This movement can be generalized to a general maneuver "save value at stack index B to U, pop stack up to index A and push U". When it is guaranteed that every pointer on the stack always points to an earlier stack location, we can simply tag U as root, then sweep down from B to A, scan tagged areas for references which in turn tag references further back, then sweep up from A to B, compacting the stack. U will then sit on top of the stack as expected, with all its dependencies still intact. Without the address constraint (which is arguably more interesting as it allows for cyclical references), we need to maintain a temporary map of visited/relocated addresses and visit pointers with a temporary queue, both of which can live at the end of the stack.

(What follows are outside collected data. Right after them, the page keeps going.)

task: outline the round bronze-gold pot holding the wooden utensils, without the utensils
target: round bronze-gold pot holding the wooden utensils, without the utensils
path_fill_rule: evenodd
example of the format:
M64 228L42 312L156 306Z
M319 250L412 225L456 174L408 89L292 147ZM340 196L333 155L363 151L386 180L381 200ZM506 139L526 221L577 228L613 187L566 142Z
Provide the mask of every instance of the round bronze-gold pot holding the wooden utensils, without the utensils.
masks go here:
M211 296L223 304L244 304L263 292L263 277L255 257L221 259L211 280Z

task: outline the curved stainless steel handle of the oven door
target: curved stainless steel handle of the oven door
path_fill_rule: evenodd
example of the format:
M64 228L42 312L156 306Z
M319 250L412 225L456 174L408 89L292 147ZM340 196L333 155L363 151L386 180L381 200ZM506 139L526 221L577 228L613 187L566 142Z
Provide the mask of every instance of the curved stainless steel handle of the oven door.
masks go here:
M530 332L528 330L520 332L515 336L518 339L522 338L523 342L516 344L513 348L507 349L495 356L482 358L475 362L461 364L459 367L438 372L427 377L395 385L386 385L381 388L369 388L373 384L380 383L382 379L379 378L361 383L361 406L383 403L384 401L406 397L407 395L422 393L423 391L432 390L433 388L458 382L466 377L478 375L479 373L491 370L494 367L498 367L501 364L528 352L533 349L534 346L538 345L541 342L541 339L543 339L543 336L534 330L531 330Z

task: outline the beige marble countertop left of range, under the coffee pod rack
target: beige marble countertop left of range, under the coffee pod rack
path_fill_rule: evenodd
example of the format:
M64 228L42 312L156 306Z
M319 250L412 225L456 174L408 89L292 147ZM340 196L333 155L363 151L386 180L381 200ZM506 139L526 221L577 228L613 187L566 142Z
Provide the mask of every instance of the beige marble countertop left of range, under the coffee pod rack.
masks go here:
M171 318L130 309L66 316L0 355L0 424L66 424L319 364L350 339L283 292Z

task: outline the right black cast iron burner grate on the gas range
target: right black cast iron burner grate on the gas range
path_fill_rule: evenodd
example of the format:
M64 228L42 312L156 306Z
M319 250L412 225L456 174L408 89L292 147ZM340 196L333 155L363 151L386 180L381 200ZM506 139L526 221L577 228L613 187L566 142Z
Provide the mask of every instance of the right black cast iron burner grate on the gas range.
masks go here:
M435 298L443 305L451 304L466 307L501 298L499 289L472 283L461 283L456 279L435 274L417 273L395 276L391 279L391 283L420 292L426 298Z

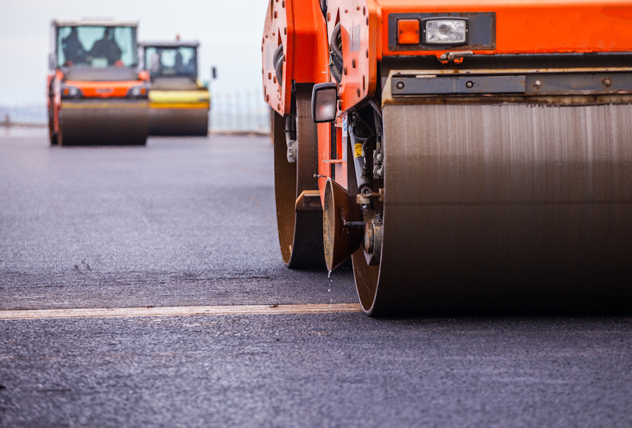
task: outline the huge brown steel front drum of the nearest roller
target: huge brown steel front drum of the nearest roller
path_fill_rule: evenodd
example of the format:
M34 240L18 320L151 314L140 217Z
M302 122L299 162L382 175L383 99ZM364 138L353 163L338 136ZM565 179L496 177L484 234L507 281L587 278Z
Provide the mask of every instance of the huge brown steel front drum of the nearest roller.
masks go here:
M369 315L632 310L632 106L386 106Z

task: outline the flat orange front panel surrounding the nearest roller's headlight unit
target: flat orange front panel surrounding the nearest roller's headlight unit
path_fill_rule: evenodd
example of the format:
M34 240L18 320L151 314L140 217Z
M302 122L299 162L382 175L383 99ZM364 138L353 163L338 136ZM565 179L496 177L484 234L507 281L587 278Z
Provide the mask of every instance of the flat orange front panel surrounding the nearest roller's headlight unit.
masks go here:
M496 14L496 43L481 54L618 52L632 50L632 1L380 0L382 55L441 55L445 50L391 50L387 22L396 13ZM394 23L397 24L397 23Z

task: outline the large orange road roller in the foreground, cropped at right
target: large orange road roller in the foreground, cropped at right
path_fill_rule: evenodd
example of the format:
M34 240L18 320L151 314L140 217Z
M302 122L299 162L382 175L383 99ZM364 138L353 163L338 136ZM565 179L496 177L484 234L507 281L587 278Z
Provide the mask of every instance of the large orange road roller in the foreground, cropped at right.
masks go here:
M368 315L632 308L632 1L270 0L284 263Z

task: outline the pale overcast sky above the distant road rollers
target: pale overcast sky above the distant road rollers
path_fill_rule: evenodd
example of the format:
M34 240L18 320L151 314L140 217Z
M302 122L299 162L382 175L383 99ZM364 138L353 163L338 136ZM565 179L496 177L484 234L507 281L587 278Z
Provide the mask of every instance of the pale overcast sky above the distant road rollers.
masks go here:
M0 106L46 102L50 20L137 19L139 41L200 41L200 78L215 92L261 91L266 0L0 0Z

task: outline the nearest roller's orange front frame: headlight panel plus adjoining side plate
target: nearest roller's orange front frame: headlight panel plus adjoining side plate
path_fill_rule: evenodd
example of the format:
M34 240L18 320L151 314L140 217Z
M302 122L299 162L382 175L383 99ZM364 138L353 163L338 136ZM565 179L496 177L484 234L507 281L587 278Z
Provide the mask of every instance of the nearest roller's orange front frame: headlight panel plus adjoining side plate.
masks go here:
M492 48L475 55L625 52L632 50L632 3L590 0L330 0L329 37L341 22L346 72L339 88L341 110L372 97L384 57L432 55L446 50L406 50L389 40L397 15L493 13ZM393 19L394 18L394 19ZM450 50L455 50L451 48Z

The size required for both is bounded by (B - A).

If U is returned through many functions though, the GC would needlessly run on every return. It would therefore make sense to delay the collection and just preserve the stack as-is, garbage and all, until the stack is large enough to warrant some cleanup. We keep track of a "waterline" tag T that marks the point up to which the stack is to be preserved. When we "pop" to an index K where K < T, then T is set to K, and the pop is not performed. When the difference between stack top and T exceeds a threshold, we finally perform the cleanup.

We can safely perform cheap regular stack pops where U does not contain any pointers.

Multithreading requires that the main thread must wait for all subthreads to join before returning, and that the stacks recovered from the subthreads, based on their returned value, must be merged with the main stack. It would be useful here to perform this as a per-thread GC that copies the memory to the main stack on compaction. Other than that, there is no limitation.

The maneuver is quite comparable to Cheney on the MTA, although with some differences:

  • Functions are allowed to return when the returned value does not contain any pointers, as truncating the stack is then safe.
  • Like in CotMTA, returning a pointer conceptually requires a continuation call instead, but unlike CotMTA, we also need to pass a stack index as "return address" that is used for the virtual "pop", to update the waterline and to possibly initiate the GC.
  • After the GC is performed, the continuations must return only up to the waterline, and no further. In CotMTA, the entire stack returns.
  • The benefit of our maneuver is that we always maximally mark the same amount of memory, making the GC incremental.
  • We don't move values from stack to heap. The compaction occurs in-place.
  • If the goal is to use the process stack, then it's possibly not doable in plain C, and would likely require custom calling conventions and assembly. Usage of an application maintained stack allocator poses no problem though.
  • As such, it's an extension to arena allocators.